My birthday was great (besides being sick). The team at the office got me a cake and card with many nice messages written inside. As for the patients, luckily it was one of those really smooth days where everything just seemed to flow just right. Today was also Hawaiian day at DFK, so everyone was dressed in their best Hawaiian shirts, or dresses. We even had one of the assistants wearing a grass hula skirt. I love how our office gets so excited about these kind of events, and I can tell the patients and their parents really enjoy it too. Last week we had pajama day, and the week before that was crazy hat day. (I wore my kids goofy hat that they gotten from Disneyland last year). We always seem to think of more crazy and fun events to make the practice just a little goofy and a lot of fun.

I'm hoping to get better real soon, so I can hold that Lourdes. I haven't really gotten a chance to care for her the last four days. I certainly don't want to get her sick, and I'll probably have to wait another day to hold, snuggle, and feed her?

Thanks again for tuning into our daily lives. We want to give you all a peek at what events are shaping the Molina-Wilkerson's.

Monday, October 19, 2009

Last chemotherapy treatment in four days

Today I'm thankful for...
A strong wife
Strength to think clearly about the future
Getting the opportunity to get away with friends for a weekend of fishing
My good health

Both Lulu and I are excited that this is the last week of chemotherapy at the UCSF breast cancer clinic. I'm hoping to make the best out of Friday's appointments with the oncologist, the genetic counselor, and the chemotherapy treatment. We have friends that made cute friendship bracelets to handout to the others receiving the cancer drugs at the infusion center. I will miss the interactions with patients that have been sharing in the journey of cancer. I really want to share these tokens of hope with as many patients as possible.

Lulu's says that she's been feeling pretty good going into the final chemotherapy treatment. She still is having numbness in her feet (a side effect of the Taxol drugs), and feels more tired then normal. Lulu went to a breast cancer survival meeting tonight, and she really thought that it was beneficial to meet survivors of breast cancer.
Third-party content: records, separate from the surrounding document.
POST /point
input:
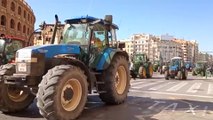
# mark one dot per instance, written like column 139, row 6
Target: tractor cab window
column 200, row 65
column 98, row 37
column 175, row 62
column 2, row 42
column 76, row 34
column 112, row 38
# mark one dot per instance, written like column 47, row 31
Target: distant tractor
column 189, row 65
column 8, row 47
column 176, row 69
column 61, row 76
column 142, row 67
column 200, row 68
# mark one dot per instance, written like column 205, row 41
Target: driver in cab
column 96, row 41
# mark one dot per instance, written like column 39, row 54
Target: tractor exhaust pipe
column 54, row 30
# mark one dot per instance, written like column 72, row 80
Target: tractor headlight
column 22, row 67
column 24, row 53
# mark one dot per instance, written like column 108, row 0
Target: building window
column 3, row 20
column 12, row 24
column 19, row 26
column 4, row 3
column 25, row 14
column 19, row 10
column 24, row 29
column 12, row 7
column 28, row 17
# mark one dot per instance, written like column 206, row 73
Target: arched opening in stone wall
column 4, row 3
column 12, row 7
column 3, row 20
column 12, row 24
column 19, row 26
column 24, row 29
column 19, row 10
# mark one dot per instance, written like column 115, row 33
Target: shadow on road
column 135, row 108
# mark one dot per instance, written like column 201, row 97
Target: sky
column 185, row 19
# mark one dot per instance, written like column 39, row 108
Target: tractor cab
column 176, row 69
column 200, row 68
column 8, row 48
column 142, row 67
column 92, row 35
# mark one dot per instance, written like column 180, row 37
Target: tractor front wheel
column 62, row 93
column 166, row 75
column 13, row 98
column 149, row 75
column 142, row 72
column 117, row 81
column 180, row 75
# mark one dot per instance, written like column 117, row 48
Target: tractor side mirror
column 121, row 45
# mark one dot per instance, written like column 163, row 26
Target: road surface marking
column 177, row 87
column 210, row 89
column 194, row 88
column 146, row 85
column 161, row 86
column 174, row 94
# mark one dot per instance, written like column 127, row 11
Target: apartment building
column 162, row 47
column 189, row 49
column 16, row 19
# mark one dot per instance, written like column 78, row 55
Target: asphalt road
column 149, row 99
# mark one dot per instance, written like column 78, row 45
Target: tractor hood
column 173, row 68
column 49, row 50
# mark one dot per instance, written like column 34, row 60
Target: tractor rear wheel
column 142, row 72
column 62, row 93
column 150, row 71
column 180, row 75
column 13, row 98
column 117, row 81
column 166, row 75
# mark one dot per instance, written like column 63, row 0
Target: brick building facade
column 16, row 19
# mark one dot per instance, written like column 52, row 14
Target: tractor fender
column 68, row 61
column 107, row 56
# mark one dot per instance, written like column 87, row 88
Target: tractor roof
column 176, row 58
column 201, row 61
column 13, row 38
column 88, row 19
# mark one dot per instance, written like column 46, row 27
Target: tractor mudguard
column 107, row 56
column 51, row 50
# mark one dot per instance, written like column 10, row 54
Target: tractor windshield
column 139, row 57
column 76, row 34
column 175, row 62
column 200, row 65
column 2, row 43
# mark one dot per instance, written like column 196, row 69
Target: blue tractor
column 176, row 69
column 61, row 75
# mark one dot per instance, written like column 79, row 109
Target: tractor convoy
column 141, row 66
column 60, row 76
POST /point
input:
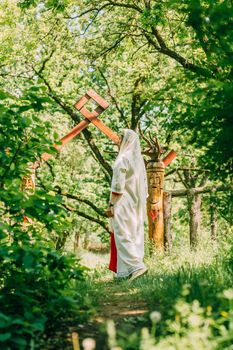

Many of the ladies are 10 years survivors or more, and Lulu said that it's nice see other that have survived the trials of chemotherapy, surgery, radiation, and hormone therapy. She's seeing the hope on the other side of all this treatment and surgery. I've been trying to be supportive with positive comments, help with the boys, and holding Lourdes often (that's really hard). I'm so happy that she has been doing better then anyone expected with the treatments, and is going to be ending this stage of the recovery. I'm just here to give love to the beautiful woman, Luz De Lourdes.